Watershed moment for media as more people now consume news online than in print

 

Media Editor

In a landmark moment in the evolution of media, more people now access their news via the Internet as by the traditional route of reading a printed newspaper, the media regulator Ofcom has confirmed.

The tablet or smartphone would have been beyond the imagination of Richard Steele, Joseph Addison and the other pioneers who sold their prints in the coffee houses of early 18th-Century London. Or indeed of the editor of London’s Intelligencer or Truth Impartially Related from Thence to the Whole Kingdome to prevent Misinformation, an English Civil War publication which went on display at the British Library’s digitised newspaper archive this summer.

But Ofcom yesterday recorded in its News Consumption in the UK  report that 41 per cent of the public accesses news via the web and mobile apps, compared to 40 per cent who read printed newspapers.

Newspaper publishers will take comfort from the fact that the percentage of print readers has remained stable over the past 12 months – but the proportion accessing news digitally has increased sharply from 32 per cent last year.

“This is a watershed moment,” said John Lloyd, Director of Journalism at the Reuters Institute in Oxford. “It shows that the rising generations – and not just teenagers but also 40-somethings – are taking their news from their desktops, mobiles and tablets.”

He said the findings should convince newspaper publishers of the need to develop their digital news offerings. “Increasingly newspapers will have to find their futures on the web and monetise their news in whatever ways they can – whether through introducing paywalls or by other means. The advantage is that they will lose their costs in paper, print and distribution.”

The increase in digital access to news is being driven by younger generations, with 60 per cent of 16-24 year olds following this pattern (compared to 44 per cent of this demographic last year). The web and apps have also overhauled radio as a source of news, with only 36 per cent now using this medium. Television remains the most popular source of news, although the 75 per cent who cited it as a source was fewer than the 78 per cent recorded in 2013.

The way news is read has come a long way since newspapers began in 18th centure coffee houses The way news is read has come a long way since newspapers began in 18th centure coffee houses (Getty)

Ofcom’s study revealed marked differences between the generations in the use of mobile devices to access news. Only four per cent of over 55s accessed news via a mobile and seven per cent on a tablet. Among 16-24s, 40 per cent used mobiles for news and 15 per cent used tablets.

Older respondents were far more likely to watch television news (typically 196 hours a year) compared to 16-24s (just 27 hours a year).
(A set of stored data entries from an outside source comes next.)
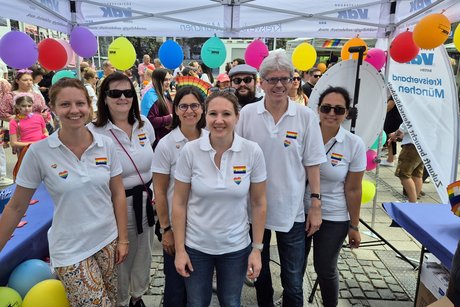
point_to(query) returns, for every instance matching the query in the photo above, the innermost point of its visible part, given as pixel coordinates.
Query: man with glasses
(243, 80)
(290, 138)
(313, 76)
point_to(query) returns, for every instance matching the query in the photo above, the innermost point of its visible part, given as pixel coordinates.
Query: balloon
(28, 274)
(62, 74)
(255, 53)
(371, 163)
(51, 54)
(213, 52)
(354, 42)
(368, 191)
(376, 143)
(170, 54)
(122, 54)
(376, 57)
(9, 297)
(48, 293)
(403, 49)
(304, 57)
(431, 31)
(83, 42)
(322, 67)
(18, 50)
(457, 37)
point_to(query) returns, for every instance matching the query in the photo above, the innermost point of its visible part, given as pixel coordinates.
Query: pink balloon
(255, 53)
(376, 57)
(371, 155)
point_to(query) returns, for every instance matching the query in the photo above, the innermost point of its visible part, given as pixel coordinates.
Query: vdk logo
(116, 12)
(354, 14)
(416, 5)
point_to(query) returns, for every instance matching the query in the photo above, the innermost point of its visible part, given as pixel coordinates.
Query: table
(30, 241)
(433, 225)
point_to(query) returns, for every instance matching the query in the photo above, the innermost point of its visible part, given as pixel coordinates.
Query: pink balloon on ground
(376, 57)
(255, 53)
(371, 155)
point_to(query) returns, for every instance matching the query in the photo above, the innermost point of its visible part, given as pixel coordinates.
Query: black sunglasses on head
(117, 93)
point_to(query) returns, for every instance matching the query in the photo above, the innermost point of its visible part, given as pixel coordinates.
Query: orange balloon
(354, 42)
(431, 31)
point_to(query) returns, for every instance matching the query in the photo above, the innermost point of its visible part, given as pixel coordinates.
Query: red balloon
(51, 54)
(403, 48)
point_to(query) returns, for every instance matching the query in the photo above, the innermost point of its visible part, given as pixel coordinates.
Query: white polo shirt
(288, 146)
(217, 210)
(347, 155)
(139, 148)
(83, 219)
(165, 158)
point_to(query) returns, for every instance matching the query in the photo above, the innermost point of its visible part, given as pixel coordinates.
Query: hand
(168, 242)
(183, 264)
(254, 264)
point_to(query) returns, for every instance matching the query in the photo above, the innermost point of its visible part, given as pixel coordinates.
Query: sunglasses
(337, 110)
(118, 93)
(193, 106)
(246, 80)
The average adult in the UK consumes 115 hours of television news a year.

Some five per cent of UK adults – and 10 per cent of 16-24s said they did not follow news at all.

The newspaper titles most cited by respondents were The Sun (26 per cent), the Daily Mail (21 per cent), the Daily Mirror (13 per cent), and Metro (9 per cent) which the report said had seen “a significant decrease since 2013”  when it was cited by 12 per cent of respondents.

Among television news channels, Sky News (which rose from 20 per cent in 2013 to 23 per cent) overhauled the BBC News Channel, which was cited as a source by 21 per cent of people (the same percentage as in 2013). BBC1 was the most popular source of TV news, named by 71 per cent.